If they insist on sending you a physical check, you’ll need to mail it yourself. The funds must reach the destination institution within 60 days to avoid the withdraw from being labeled as an early retirement distribution. This would result in income tax and possibly a 10% penalty tax.
So long as the funds reach the institution within 60 days and are rolled over to an eligible retirement, these can be done tax-free.
What About Roth 401(k)s?
Roth 401(k)s work slightly differently than traditional 401(k)s, mainly the taxes. While 401(k) contributions are made with pre-tax dollars, Roth 401(k)s are done with after-tax dollars.
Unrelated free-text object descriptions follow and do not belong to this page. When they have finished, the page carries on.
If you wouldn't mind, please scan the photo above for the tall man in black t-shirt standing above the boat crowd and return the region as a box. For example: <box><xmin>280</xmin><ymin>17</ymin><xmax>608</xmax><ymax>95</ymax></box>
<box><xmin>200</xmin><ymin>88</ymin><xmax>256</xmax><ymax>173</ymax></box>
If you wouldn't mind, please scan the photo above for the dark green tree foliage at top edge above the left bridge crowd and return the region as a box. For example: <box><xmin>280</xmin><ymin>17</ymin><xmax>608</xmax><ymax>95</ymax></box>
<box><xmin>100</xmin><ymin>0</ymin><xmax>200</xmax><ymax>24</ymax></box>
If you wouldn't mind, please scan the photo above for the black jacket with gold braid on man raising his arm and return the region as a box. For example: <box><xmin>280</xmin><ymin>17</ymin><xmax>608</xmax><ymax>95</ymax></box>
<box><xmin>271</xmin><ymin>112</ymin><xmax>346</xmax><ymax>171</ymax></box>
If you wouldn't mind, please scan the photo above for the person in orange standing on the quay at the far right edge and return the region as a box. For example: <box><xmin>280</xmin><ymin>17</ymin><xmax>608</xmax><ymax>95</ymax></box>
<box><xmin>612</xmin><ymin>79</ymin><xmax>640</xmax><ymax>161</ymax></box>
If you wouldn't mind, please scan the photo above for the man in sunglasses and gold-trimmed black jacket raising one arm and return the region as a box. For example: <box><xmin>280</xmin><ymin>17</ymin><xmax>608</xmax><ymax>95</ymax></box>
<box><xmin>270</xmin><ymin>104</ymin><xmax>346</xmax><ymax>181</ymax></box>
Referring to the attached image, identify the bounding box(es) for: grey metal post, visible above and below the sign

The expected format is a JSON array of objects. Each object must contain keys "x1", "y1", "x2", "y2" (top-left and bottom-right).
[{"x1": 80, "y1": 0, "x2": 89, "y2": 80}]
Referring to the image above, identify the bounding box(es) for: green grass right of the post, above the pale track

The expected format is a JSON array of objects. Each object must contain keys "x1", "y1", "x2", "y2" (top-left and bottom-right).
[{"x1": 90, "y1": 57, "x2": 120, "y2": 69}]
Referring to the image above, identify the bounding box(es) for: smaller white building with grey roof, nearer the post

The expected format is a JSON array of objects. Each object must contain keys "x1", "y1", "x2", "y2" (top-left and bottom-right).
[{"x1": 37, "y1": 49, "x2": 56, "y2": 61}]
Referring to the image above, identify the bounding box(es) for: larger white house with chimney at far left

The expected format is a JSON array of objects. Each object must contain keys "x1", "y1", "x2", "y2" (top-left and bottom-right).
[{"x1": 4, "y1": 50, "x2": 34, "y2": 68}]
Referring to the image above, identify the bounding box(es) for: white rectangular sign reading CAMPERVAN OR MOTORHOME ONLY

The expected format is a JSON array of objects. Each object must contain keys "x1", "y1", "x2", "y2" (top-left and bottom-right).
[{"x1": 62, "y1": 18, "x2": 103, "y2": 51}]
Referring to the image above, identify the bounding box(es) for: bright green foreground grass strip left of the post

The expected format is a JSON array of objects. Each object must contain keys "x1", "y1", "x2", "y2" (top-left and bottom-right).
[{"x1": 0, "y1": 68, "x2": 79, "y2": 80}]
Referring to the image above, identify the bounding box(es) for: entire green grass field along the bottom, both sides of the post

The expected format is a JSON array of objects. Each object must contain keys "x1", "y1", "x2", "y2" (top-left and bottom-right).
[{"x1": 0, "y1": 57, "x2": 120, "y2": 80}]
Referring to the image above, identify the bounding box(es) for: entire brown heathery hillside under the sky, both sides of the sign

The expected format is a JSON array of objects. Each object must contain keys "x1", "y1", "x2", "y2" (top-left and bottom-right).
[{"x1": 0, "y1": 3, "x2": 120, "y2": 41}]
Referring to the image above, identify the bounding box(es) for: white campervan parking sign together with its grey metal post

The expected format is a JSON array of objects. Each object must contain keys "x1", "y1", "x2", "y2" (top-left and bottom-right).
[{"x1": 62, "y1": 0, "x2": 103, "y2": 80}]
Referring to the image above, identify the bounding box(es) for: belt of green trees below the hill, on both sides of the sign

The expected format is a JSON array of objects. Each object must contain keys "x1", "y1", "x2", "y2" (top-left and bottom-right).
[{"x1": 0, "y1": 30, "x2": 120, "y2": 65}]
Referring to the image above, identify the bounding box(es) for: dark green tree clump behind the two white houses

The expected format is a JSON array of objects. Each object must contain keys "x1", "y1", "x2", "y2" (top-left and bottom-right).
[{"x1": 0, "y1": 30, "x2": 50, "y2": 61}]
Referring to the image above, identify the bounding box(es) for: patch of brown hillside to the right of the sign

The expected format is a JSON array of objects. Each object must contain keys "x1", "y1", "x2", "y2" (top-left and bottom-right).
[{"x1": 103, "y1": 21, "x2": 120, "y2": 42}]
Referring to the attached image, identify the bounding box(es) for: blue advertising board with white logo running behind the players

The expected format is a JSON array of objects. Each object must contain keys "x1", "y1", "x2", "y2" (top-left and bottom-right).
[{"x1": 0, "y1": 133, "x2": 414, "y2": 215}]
In turn, when withdrawals are taken from a Roth 401(k) during retirement, there is no tax obligation. The IRS considers the taxes taken out of the paycheck prior to contributing good enough.
However, the matching contributions your employer made will be subject to taxes. While your contributions went into your Roth 401(k), your employer’s contributions went into a separate 401(k). They didn’t pay taxes on their contributions, so you’ll need to.
Knowing how 401(k) withdrawals are taxed is essential to managing your retirement accounts. By understanding what taxes you’ll be required to pay, you can better decide when to begin taking 401(k) withdrawals.
Additionally, by fully understanding how 401(k) withdrawals are taxed, you can better choose what accounts to contribute to. Perhaps the taxes during retirement through a traditional 401(k) are too big of a burden, and you’re better off contributing to a Roth 401(k). Or, if the deferred tax obligation is better for you, you’ll know what to expect down the line.